La guerra, i cinesi in diocesi, la dottrina sociale. Lo sguardo di Simoni

Il Vangelo coniugato a una lettura geopolitica non rassegnata alla guerra

Il funerale di Gastone Simoni a Prato (foto Gianni Attalmi)

Il funerale di Gastone Simoni a Prato (foto Gianni Attalmi)

Prato, 31 agosto 2022 - Divenuto vescovo di Prato nel 1991, Gastone Simoni seppe dare immagine e sostanza a una modo di essere Chiesa nella città capace di unire il particolare all'universale, come peraltro dovrebbe sempre essere, e di riposizionare quanto di buono fatto in precedenza. Nel fare il ritratto di qualcuno si rischia sempre di ridurre il profilo o di legarlo solo ad alcune linee magari importanti perché preponderanti.

Il professor Leonardo Bianchi, in particolare, docente di Diritto costituzionale che gli è stato particolarmente vicino, si è impegnato nel rigettare una sorta di riduzionismo nel guardare a Simoni che non è stato soltanto - e non è poco - il vescovo che cercava modalità efficaci di presenza dei cattolici nella vita politica (dei laici cattolici) o il vescovo della dottrina sociale della Chiesa, cosa senz'altro decisiva per il suo ministero, ma ben diversa da una visione che guarda al corpo ecclesiale come una sorta di grande assistente sociale. C'era molto di più: innanzitutto l'amore per “il Cristo contemplato e amato” (sono le parole che lui utilizzò per lo scrittore Rodolfo Doni), la ricezione del Concilio Vaticano II, la ricerca di una pastorale verso la grande comunità cinese, un attento sguardo geopolitico coniugato al Vangelo. Durante le guerre del Golfo, ad esempio. La Chiesa di Wojtyla si era trovata alla testa del movimento pacifista, ma non tutto l'episcopato italiano seppe appassionarsi a riguardo, preoccupato di derive a sinistra mentre la vera deriva era rappresentata dalla guerra e dalla sua riabilitazione come strumento di presunta risoluzione dei conflitti (purtroppo progressivamente riadottato). Ci furono diversità di accenti, soprattutto con la lettura che ne dette il cardinale Ruini che, va detto, non era certo favorevole alle guerre preventive. Simoni, in sintonia con figure come Tonino Bello, fu fermo contro la “guerra ingiusta, illegale e crudele: se anche il fine fosse buono, quando i mezzi sono intrinsecamente cattivi, tutta l'azione diventa cattiva... Non saranno certo le argomentazioni delle grandi potenze a fare diventare buona l'azione”. Prese le distanze anche da “coloro che, in Italia come in Europa, fanno da bordone a chi ha deciso la guerra, arrampicandosi sugli specchi per sottili distinzioni”.
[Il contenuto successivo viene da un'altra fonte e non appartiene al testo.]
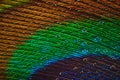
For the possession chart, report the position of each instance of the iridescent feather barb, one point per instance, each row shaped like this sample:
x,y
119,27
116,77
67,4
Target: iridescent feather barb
x,y
59,40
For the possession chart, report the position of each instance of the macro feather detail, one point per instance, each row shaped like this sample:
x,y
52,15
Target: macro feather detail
x,y
37,35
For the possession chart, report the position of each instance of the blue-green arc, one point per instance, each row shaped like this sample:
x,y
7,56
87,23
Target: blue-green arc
x,y
64,40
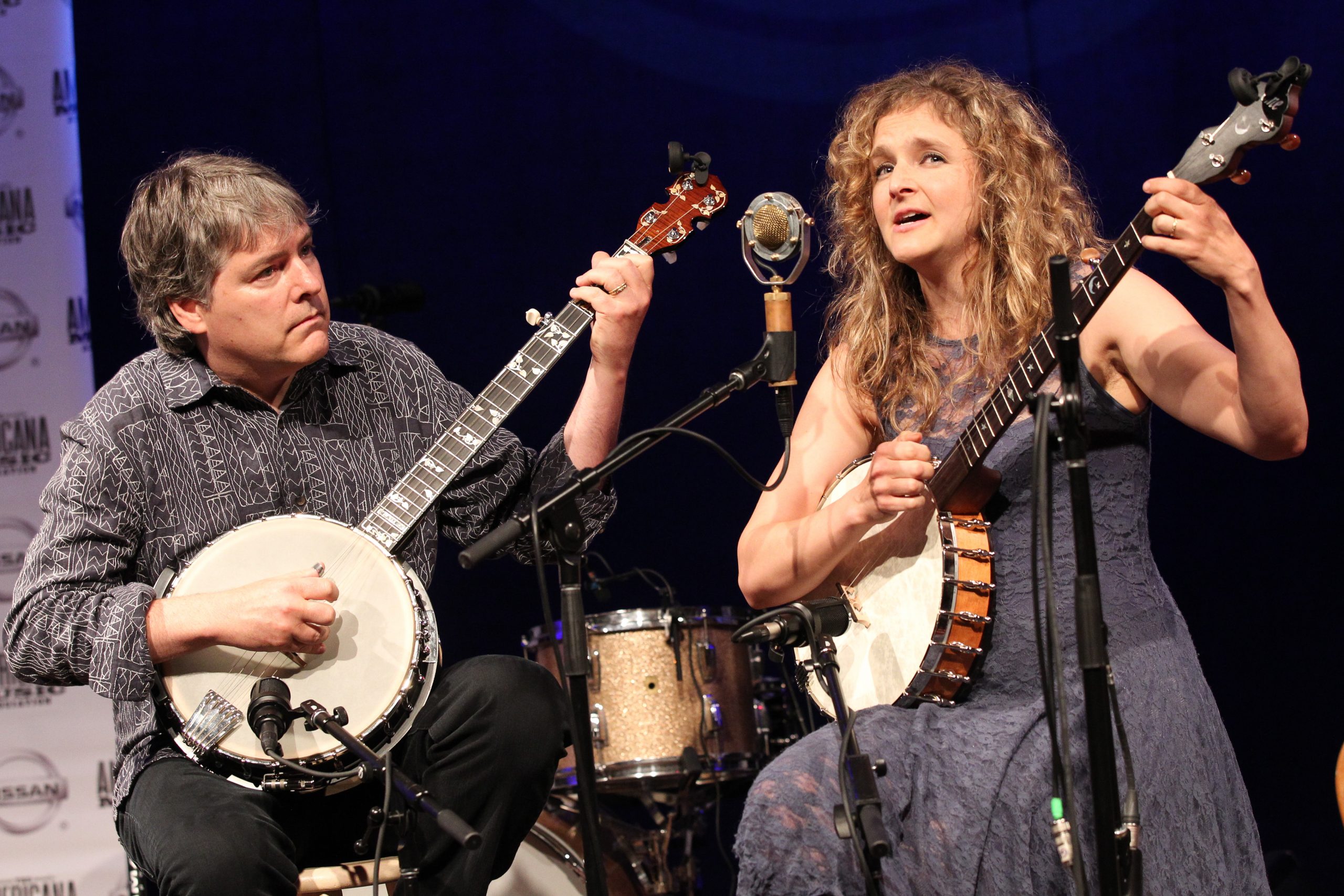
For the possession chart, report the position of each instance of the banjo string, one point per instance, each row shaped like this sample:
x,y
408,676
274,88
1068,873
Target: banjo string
x,y
248,666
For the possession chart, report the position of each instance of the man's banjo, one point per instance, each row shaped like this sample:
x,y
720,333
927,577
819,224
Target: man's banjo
x,y
921,586
382,650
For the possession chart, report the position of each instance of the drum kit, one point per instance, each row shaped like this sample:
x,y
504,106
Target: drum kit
x,y
676,711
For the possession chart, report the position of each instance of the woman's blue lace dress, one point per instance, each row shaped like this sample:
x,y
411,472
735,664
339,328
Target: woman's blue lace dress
x,y
967,796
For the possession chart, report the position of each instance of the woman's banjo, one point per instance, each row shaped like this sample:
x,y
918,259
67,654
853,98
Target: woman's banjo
x,y
921,586
382,650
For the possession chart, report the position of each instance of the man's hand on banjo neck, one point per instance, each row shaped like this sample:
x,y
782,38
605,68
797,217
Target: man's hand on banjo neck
x,y
289,614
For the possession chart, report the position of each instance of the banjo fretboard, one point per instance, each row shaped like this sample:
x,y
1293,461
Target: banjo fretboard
x,y
1031,370
430,476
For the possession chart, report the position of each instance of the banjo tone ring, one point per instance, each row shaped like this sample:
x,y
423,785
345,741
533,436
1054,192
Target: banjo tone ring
x,y
392,623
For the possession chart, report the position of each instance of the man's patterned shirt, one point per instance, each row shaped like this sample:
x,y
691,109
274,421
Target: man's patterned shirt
x,y
169,457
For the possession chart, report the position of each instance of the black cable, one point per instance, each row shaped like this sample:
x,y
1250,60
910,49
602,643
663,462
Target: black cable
x,y
382,823
594,554
1040,464
1053,649
737,468
548,617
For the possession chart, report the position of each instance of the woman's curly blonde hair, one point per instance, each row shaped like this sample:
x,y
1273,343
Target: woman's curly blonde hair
x,y
1031,207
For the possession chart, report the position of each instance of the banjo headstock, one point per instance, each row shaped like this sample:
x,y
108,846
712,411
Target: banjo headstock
x,y
664,226
1266,107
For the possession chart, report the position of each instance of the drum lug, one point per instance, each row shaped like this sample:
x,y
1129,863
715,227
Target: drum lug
x,y
597,723
709,657
713,714
596,668
971,585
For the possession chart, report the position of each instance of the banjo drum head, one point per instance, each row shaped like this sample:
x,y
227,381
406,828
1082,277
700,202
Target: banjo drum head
x,y
897,571
370,649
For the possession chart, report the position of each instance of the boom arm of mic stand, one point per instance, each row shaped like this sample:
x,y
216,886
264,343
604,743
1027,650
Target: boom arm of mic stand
x,y
1088,612
741,378
865,827
416,796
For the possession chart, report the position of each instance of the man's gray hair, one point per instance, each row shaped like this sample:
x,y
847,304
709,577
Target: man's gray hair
x,y
186,219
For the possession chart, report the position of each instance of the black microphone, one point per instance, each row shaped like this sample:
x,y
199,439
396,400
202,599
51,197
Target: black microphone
x,y
774,229
785,626
380,301
269,714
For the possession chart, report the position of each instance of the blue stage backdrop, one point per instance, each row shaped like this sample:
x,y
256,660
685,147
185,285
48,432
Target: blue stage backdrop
x,y
487,150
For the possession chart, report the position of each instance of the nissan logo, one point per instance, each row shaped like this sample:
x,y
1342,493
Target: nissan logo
x,y
32,792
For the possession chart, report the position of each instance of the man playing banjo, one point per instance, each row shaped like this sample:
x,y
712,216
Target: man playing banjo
x,y
253,405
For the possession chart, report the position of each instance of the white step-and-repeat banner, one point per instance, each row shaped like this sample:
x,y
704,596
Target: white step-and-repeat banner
x,y
57,833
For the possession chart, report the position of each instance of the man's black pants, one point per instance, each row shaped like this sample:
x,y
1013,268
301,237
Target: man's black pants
x,y
486,745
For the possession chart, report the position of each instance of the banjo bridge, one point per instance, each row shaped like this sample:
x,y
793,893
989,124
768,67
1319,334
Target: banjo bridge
x,y
851,598
965,616
212,722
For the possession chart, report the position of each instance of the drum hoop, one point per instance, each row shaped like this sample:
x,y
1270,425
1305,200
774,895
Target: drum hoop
x,y
421,673
643,620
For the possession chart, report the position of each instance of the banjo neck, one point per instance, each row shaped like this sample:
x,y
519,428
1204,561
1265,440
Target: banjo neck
x,y
662,227
398,512
1263,116
1030,371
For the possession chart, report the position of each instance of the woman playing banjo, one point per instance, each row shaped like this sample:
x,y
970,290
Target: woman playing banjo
x,y
948,194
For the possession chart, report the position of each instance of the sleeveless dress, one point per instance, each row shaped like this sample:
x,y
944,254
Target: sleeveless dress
x,y
967,794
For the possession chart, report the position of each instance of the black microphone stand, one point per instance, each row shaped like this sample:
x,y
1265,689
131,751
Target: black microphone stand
x,y
743,376
858,817
560,516
1110,828
412,792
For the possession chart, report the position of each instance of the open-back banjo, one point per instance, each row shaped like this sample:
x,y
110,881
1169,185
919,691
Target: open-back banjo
x,y
921,586
382,652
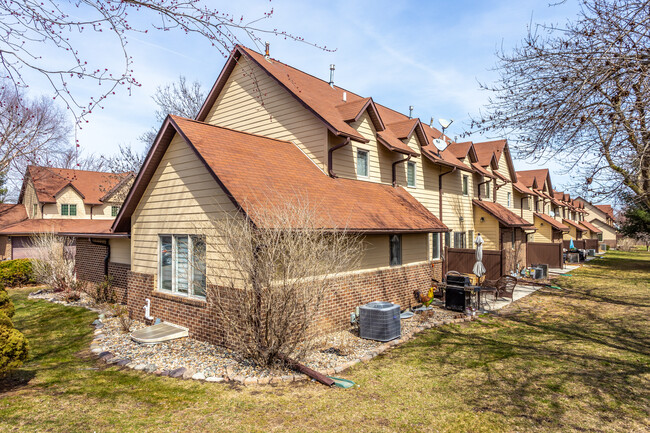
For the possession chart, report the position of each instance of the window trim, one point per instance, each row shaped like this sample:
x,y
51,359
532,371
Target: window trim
x,y
190,268
410,164
435,247
367,159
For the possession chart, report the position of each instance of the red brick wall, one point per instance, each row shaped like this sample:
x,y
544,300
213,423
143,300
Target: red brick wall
x,y
204,318
89,261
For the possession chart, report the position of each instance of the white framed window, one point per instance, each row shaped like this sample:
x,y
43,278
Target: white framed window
x,y
362,163
435,246
395,250
181,265
69,209
410,174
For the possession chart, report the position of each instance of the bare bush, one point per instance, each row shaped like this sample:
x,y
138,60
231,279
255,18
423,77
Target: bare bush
x,y
277,266
122,314
53,264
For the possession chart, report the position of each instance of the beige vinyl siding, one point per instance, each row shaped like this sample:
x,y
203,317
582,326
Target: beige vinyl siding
x,y
527,213
454,204
30,199
489,228
609,233
380,159
544,231
120,251
181,198
376,254
251,101
67,196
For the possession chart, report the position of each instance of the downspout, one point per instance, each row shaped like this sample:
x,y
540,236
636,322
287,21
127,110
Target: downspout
x,y
479,187
108,253
329,157
440,206
408,158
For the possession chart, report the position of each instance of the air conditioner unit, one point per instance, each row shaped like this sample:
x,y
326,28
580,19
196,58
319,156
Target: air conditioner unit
x,y
379,321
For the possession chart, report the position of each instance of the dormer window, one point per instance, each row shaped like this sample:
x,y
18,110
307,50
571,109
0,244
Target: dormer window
x,y
362,163
410,174
69,209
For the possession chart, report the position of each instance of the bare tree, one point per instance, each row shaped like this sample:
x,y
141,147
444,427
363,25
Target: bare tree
x,y
32,131
277,267
35,32
179,98
580,95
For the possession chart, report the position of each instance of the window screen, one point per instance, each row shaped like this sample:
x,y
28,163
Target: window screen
x,y
410,174
362,163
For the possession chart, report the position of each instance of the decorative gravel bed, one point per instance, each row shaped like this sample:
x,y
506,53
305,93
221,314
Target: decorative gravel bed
x,y
189,358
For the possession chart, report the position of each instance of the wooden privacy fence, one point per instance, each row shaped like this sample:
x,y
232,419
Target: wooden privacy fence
x,y
539,253
462,260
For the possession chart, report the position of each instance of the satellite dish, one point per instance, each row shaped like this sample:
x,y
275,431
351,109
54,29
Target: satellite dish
x,y
440,144
445,123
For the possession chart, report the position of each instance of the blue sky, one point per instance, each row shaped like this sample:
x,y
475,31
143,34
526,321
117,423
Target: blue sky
x,y
429,54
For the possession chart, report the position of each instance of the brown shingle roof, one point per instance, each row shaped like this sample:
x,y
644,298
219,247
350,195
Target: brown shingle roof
x,y
504,215
92,186
552,221
607,209
534,177
261,173
489,149
59,226
12,214
591,227
574,224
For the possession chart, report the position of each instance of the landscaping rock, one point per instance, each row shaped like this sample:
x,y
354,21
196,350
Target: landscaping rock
x,y
178,372
105,355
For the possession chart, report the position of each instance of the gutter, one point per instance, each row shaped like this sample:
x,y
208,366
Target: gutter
x,y
408,158
108,253
329,157
440,205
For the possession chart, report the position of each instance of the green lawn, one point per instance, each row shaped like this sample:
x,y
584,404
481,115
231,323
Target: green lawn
x,y
576,359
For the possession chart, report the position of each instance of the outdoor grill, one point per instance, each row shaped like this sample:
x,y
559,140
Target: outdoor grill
x,y
457,297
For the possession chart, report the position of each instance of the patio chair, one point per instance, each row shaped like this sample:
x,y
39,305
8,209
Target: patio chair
x,y
505,286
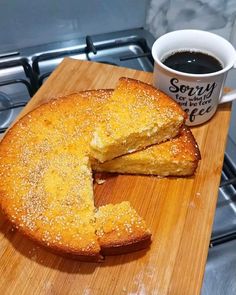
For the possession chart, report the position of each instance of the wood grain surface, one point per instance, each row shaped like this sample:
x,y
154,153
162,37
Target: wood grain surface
x,y
179,212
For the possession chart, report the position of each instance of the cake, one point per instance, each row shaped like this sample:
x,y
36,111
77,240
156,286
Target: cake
x,y
46,165
178,156
46,181
135,116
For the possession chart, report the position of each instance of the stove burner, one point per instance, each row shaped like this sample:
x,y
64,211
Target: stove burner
x,y
7,112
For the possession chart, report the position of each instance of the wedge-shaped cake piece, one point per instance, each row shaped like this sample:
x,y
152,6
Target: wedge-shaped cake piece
x,y
46,187
135,116
120,229
178,156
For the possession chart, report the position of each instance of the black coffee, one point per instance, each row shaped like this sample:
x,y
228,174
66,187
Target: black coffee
x,y
193,62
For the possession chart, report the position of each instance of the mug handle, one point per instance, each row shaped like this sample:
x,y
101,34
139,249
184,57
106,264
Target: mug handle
x,y
230,95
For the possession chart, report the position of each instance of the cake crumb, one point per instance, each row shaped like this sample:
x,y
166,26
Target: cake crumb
x,y
100,181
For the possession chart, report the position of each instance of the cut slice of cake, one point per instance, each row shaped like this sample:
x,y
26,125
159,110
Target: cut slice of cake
x,y
135,116
120,229
176,157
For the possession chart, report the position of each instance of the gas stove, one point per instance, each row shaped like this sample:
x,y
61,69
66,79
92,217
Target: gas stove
x,y
24,71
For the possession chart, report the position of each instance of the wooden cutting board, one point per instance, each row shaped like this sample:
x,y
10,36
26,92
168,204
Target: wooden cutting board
x,y
179,212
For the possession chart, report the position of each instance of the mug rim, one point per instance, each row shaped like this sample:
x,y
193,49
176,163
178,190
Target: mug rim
x,y
158,61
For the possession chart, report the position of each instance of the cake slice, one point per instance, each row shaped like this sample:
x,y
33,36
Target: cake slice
x,y
120,229
178,156
135,116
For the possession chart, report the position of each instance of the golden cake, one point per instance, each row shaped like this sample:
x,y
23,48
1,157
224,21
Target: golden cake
x,y
46,182
178,156
135,116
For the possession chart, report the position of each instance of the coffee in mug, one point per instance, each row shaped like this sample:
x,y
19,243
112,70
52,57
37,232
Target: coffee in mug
x,y
191,67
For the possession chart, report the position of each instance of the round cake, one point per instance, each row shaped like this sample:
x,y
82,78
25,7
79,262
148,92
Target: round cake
x,y
47,186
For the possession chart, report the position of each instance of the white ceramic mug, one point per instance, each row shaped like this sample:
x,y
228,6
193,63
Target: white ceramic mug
x,y
198,94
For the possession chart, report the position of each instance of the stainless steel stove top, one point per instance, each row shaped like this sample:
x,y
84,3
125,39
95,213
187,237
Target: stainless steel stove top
x,y
24,71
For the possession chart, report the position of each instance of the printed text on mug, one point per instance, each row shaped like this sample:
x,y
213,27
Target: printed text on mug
x,y
196,101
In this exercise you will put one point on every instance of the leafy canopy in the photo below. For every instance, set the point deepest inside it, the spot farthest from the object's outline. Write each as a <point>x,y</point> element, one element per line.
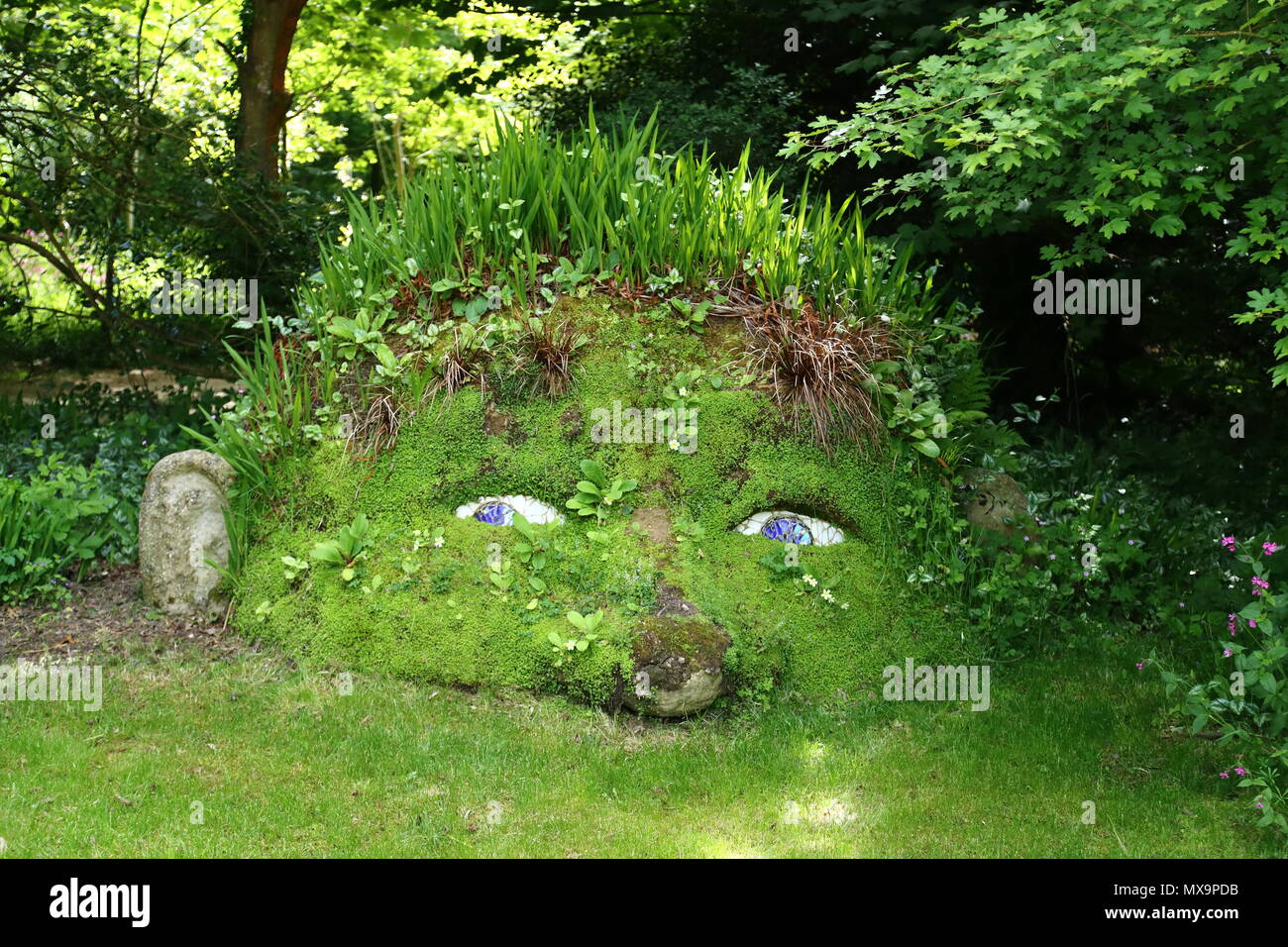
<point>1150,116</point>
L'attuale conflitto russo-ucraino si pone in un'altra geografia, in un altro tempo e in un altro contesto. Eppure proprio perché capaci di sapere valutare l'aspetto della terra e del cielo, si rimane stupiti di fronte all'incapacità diffusa di non sapere fare altrettanto con il tempo presente. A marzo, invece, Simoni aveva condannato l'aggressione russa preoccupato tuttavia di una timida volontà nel cercare "linee politiche internazionali ed europee più fedelmente, concretamente e intelligentemente produttive di rispetto, di solidarietà, di giustizia, di pace e di saggezza”. Simoni non si rassegnava perché aveva una visione. Un cristiano non può rassegnarsi alla guerra.